Renal ultrasonography has replaced more invasive radiographic assessments such as IVP (intravenous pyelogram) in the diagnosis of the more common kidney complaints. In the emergency department, bedside renal ultrasound has allowed the physician to quickly and accurately assess the kidneys and the bladder for obstruction. Gorelik et al. found that in the diagnosis of renal calculus, the sensitivity of renal ultrasound alone was 93% and specificity 83%.1 When combined with KUB, the specificity increased to 100%.
Chief complaints that can lead to the diagnosis of renal pathology include flank pain, abdominal pain, back pain, urinary retention, dysuria, and/or hematuria. The emergency physician can easily bring the ultrasound machine to the bedside for quick assessment of the kidneys and the bladder to evaluate for renal pathology.

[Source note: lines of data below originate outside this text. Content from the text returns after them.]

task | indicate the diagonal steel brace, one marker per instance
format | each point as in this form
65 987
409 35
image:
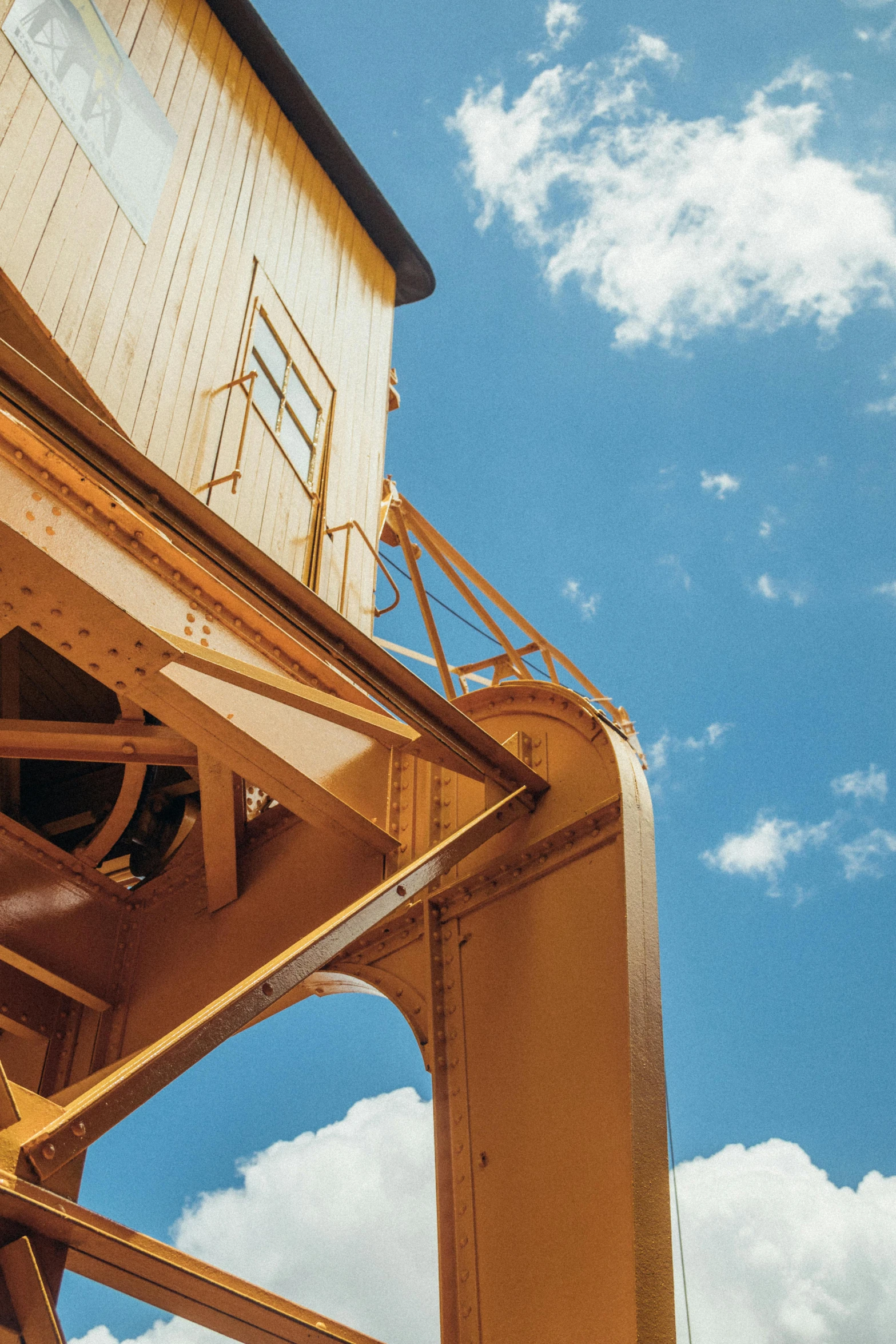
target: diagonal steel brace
147 1072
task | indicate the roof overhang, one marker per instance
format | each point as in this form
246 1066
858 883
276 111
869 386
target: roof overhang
414 279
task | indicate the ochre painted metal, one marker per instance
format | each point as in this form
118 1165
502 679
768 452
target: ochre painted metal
221 795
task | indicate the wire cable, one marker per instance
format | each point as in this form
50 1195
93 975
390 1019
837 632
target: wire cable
682 1249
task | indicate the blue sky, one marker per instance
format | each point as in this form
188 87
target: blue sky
653 398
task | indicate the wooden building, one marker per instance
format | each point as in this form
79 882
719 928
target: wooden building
218 792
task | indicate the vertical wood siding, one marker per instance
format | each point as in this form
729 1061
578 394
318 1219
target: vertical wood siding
156 328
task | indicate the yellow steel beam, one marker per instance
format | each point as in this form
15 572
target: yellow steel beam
321 705
135 743
220 831
10 1113
29 1295
164 1277
149 1070
49 977
391 733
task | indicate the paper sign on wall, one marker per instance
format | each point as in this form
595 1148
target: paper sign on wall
91 82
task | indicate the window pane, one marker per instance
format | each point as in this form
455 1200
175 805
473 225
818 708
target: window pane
265 396
296 446
266 344
301 405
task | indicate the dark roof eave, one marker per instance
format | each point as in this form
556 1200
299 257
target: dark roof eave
414 279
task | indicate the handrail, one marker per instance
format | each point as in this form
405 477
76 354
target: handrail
347 528
403 519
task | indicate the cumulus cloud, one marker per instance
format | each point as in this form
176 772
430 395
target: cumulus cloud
667 745
863 784
679 228
574 593
862 858
341 1220
882 37
720 486
560 21
344 1220
774 589
777 1254
763 853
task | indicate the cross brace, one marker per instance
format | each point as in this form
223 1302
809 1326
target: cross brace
145 1073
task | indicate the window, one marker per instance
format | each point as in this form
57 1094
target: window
282 398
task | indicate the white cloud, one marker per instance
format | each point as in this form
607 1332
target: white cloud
341 1220
774 1252
773 589
777 1254
863 784
679 228
862 857
678 570
562 21
763 853
667 745
883 37
587 607
720 486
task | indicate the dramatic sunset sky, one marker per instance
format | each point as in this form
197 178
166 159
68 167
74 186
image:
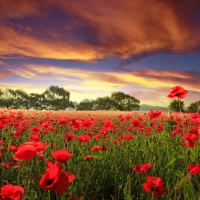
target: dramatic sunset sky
92 48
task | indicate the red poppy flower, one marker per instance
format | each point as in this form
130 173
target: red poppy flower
194 169
83 138
40 156
69 136
55 179
2 126
189 140
88 157
27 152
152 114
154 185
108 124
10 191
97 148
142 168
178 91
13 148
61 155
34 138
53 146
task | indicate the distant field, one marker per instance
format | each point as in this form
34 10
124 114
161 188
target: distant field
100 154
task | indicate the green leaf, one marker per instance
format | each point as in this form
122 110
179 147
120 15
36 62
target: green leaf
8 171
171 162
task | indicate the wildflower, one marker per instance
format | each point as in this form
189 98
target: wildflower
178 91
83 138
142 168
194 169
55 179
10 191
154 185
61 155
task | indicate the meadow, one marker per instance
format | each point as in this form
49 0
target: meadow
99 155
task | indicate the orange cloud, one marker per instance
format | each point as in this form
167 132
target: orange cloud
5 74
93 30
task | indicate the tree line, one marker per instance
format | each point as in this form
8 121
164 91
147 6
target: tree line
57 98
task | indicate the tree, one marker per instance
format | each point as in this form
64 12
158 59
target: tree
194 107
125 102
86 104
56 98
35 101
176 106
104 103
17 99
6 98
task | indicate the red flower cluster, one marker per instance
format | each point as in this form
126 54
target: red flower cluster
142 168
61 155
55 179
194 169
28 150
178 91
154 185
152 114
12 192
189 140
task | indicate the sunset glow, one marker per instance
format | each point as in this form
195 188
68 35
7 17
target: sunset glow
142 48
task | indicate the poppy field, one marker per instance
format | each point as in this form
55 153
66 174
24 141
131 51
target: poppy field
98 155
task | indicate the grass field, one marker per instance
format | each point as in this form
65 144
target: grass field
99 155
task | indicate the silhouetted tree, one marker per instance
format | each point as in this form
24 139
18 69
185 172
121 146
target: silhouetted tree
176 106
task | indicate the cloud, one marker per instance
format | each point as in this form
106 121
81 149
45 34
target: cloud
91 30
5 74
29 88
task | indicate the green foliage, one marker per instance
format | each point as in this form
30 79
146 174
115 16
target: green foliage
194 107
169 125
116 101
176 106
54 98
86 104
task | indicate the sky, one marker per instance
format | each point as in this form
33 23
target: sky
93 48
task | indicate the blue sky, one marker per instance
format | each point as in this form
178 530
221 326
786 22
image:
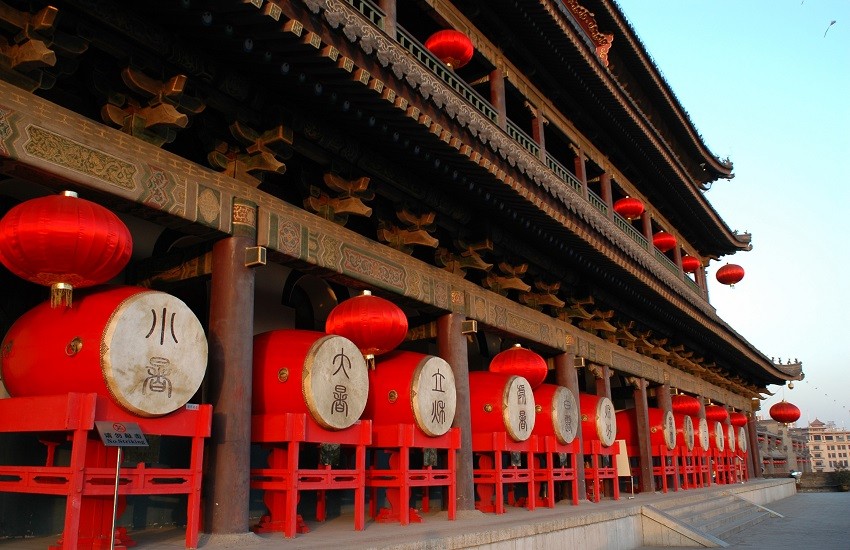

Probe Selection and Technique
Use a low-frequency 3- to 5-mHZ curvilinear probe with color Doppler. It is necessary to view both kidneys in the transverse and longitudinal planes, fanning through the superior and inferior poles to allow for full visualization of the entire kidney. The transducer mark should face toward the patient’s head for a longitudinal view, then be turned 90 degrees to view the transverse plane of the kidney (Fig. 1A, 1B). The physician must keep in mind that the liver on the right side will cause the right kidney to be positioned more caudal than the left. Therefore, when scanning the left kidney, the transducer should be placed cephalad and posterior, as compared to the right side.
The renal medulla points inward toward the central pelvis, which collects into the ureter of each kidney (Fig. 2). The renal pelvis is hypoechoic, or white, compared with the cortex. In normal kidneys, the renal pelvis has an organized cotton ball appearance (Fig. 3-5).
There are two main questions that can easily be answered with bedside renal ultrasonography: Is there hydronephrosis? What is the bladder volume?2
Is There Hydronephrosis?
As hydronephrosis develops, one can imagine the cotton center of the pelvis is stretched (Fig. 6, 7). This creates a “thinned-out” appearance to the inner white layer. In severe hydronephrosis, the cotton center is stretched to its capacity, leaving only a thin white line as a remnant of the once-organized center. In its place, the renal pelvis takes on a “bear claw” appearance2 (Fig. 8, 9).